Derin düşüncelere dalarak kendi kendine sorular
sorup, cevaplıyordu.
“Yoğun tempoda çalışan biriyim… İnsanların
istekleri yerine geldiğinde ve gelmediğinde nasıl tepkiler verdiklerini otuz üç
yaşıma kadar film seyreder gibi seyrettim. Nankörlük sınırları
nereye kadar daha gidebiliyor diye. Çok şaşırtıcı sahnelere şahit oldum. Çoğu
can yakıcıydı.
İnsan zalim ve nankördür.
Nankör
olduğunda ona emek veren kişiye karşı zalimce davranır ve ona bedel
ödeyen kişiye ‘benim için ne yaptın ki!' der.
Zor zamanında destek vermiş, düz yola çıkmana
vesile olmuş. Daha ne yapabilir ki!
İşte bu karakterler minnoş kedi, seninle
birlikte gözümün önüne geldiler.
Bir onlara baktım, bir de sana.” diyerek
gülümsedi.
“Yaptığım kıyasa gerçekten inanamıyorum’’…
Katladığı bir battaniyeyi yatağının yanına sererek
Minnoş’ a da yatak serdi. Çoktan bir adı olmuştu kediciğin. Minnoş…
Sıcacık yuvasına kıvrılıverdi. “Söyle bakalım bu
kediler niçin nankörmüş anlat bana. Tırmalıyorsunuz falan diye mi nankör ilan
ettiler sizi acaba? Kendilerini hiç görmeden... He söyle bakalım Minnoş” diyerek
uykuya daldı.
Nankör olan kediler miydi? İnsanlar mı?
Hasan hayvanları çok severdi ama bir yandan da
dertleşmek için kedi bahane olmuştu. Onu
hem sevmek, ilgilenmek, hem de onunla konuşmak iyi gelmişti.
“Senin benim gibi bu dertlerin var mı? Biz
insanların dertleri bitmez diyerek ..” kara kediciğe anlatmaya devam
etti…
Toplumdaki yanlış inanç
“ ‘Kara kedi uğursuzdur. Kara kedi gördüğünde
başına kötü şeyler gelir.’ diye inançları var insanların. Görünce hemen
kafalarını çevirirler . Ama ben inanmıyorum bu düşünceye. Aç kalmış ve kimin penceresine
gideceğini bilen akıllı bir hayvan bu…
Bir o kadar masum ve muhtaç…
Uzun zaman bu yeşil gözlü, kara sokak
kedisini takip ettim. Sokakta giriş katta olan üç apartmanın pencerelerinin
etrafında dönüyor. İnsan gibi pencereye vuruyor. Yemek istiyor. Bu arsızlığı
benim çok hoşuma gidiyor. İştahlı yemek yiyeni ve misafiri severim ben. Sen benim sessiz
misafirimsin. Üzgünüm sürekli olarak evime alıp, bakamam ama dışarda
ihtiyaçlarını karşılarım.
Yemek istiyor, yemeğini yedikten sonra
kendini sevdirtiyor ve yanımdan ayrılmıyor.

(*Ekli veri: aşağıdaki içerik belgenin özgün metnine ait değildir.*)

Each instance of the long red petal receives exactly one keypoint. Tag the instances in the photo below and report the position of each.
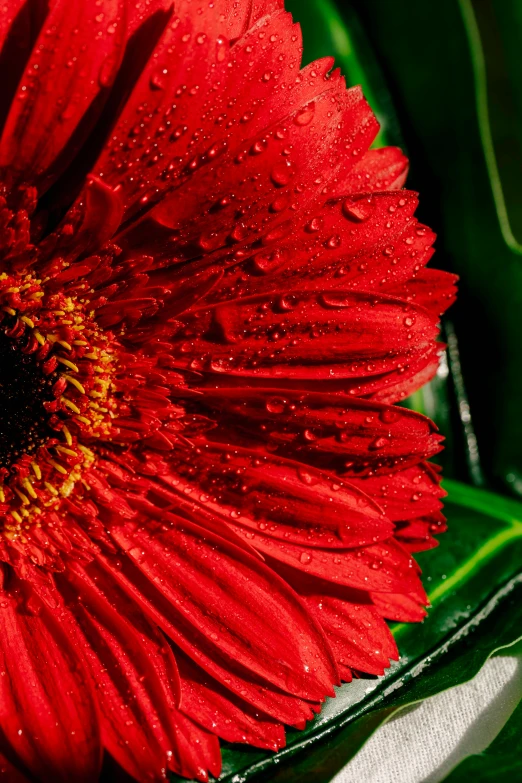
(47, 710)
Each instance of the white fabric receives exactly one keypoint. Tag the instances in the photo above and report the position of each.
(423, 744)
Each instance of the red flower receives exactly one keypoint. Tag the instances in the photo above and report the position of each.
(212, 293)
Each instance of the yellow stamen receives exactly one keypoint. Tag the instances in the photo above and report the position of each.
(66, 451)
(70, 405)
(75, 383)
(23, 498)
(29, 489)
(68, 364)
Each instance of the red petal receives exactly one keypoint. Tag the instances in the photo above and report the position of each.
(384, 567)
(380, 169)
(399, 607)
(358, 241)
(334, 432)
(48, 715)
(136, 679)
(10, 773)
(223, 713)
(282, 498)
(411, 493)
(82, 42)
(430, 288)
(360, 639)
(305, 336)
(227, 592)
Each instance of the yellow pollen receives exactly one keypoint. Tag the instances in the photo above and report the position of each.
(75, 383)
(67, 363)
(70, 405)
(66, 451)
(57, 467)
(29, 489)
(23, 498)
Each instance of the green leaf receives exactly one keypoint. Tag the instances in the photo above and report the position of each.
(474, 580)
(334, 29)
(453, 69)
(501, 761)
(329, 31)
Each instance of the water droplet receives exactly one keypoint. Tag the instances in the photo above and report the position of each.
(282, 174)
(305, 115)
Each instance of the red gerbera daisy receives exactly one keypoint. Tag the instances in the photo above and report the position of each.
(211, 294)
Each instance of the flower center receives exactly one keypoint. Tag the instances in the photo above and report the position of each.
(24, 389)
(56, 398)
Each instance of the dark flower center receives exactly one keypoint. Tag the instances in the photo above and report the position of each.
(23, 391)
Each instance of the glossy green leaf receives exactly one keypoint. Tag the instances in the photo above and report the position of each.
(330, 30)
(474, 579)
(501, 761)
(444, 63)
(333, 28)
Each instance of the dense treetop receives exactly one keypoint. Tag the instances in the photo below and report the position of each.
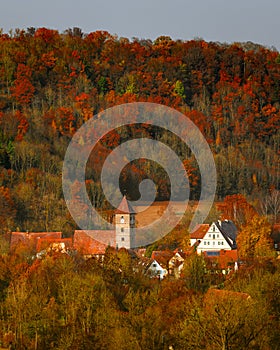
(51, 83)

Aramızda bir bağ oluştu sanırım. Beni gördüğünde
şapşik kucağıma zıplamak istiyor, kucağa çıkamayacağını anladığında göz hizama
geliyor.
‘Sevgi arsızı’ demekte haklıyım değil mi şimdi sana?
İlginç olan ne biliyor musun?
Apartmanın içine girmiyor, camım açık olmasına
rağmen evin içine girmiyor. Camın önündeki mermere gelip, sevdirtiyor
kendini. Yemek vereceğim zaman nereye doğru gideceğini biliyor.
Fakat yemeğini diğer sessizce yanına gelen arkadaşlarınla
paylaşmıyor.
Bak nasıl da ‘Hayır’ demeyi biliyor. Sınırlarını bilmesi
hoşuma gidiyor.
Nankör değil, vefalısın sen. Beni ne zaman görsen
sokakta yanıma koşuyor, sonra tekrardan kendi hayatına dönüyorsun.” dedi ve
derin bir iç çekti Hasan.
Sınırlarını bilmek, haddini bilmektir.
Keşke insanlar da bilse…
Kedi kadar…
Deneyimsel Tasarım Öğretisi, gerçeklikle beslenen bir strateji ilmidir.
Deneyimsel Tasarım Öğretisi; insanın gerçek amacını amaç edinmiştir…
Kim Kimdir ile başlayan, İlişkilerde Ustalık ve Başarı Psikolojisi ile devam eden programları; insanların kendi dünlerine göre daha mutlu ve daha başarılı olmalarına katkı sağlar.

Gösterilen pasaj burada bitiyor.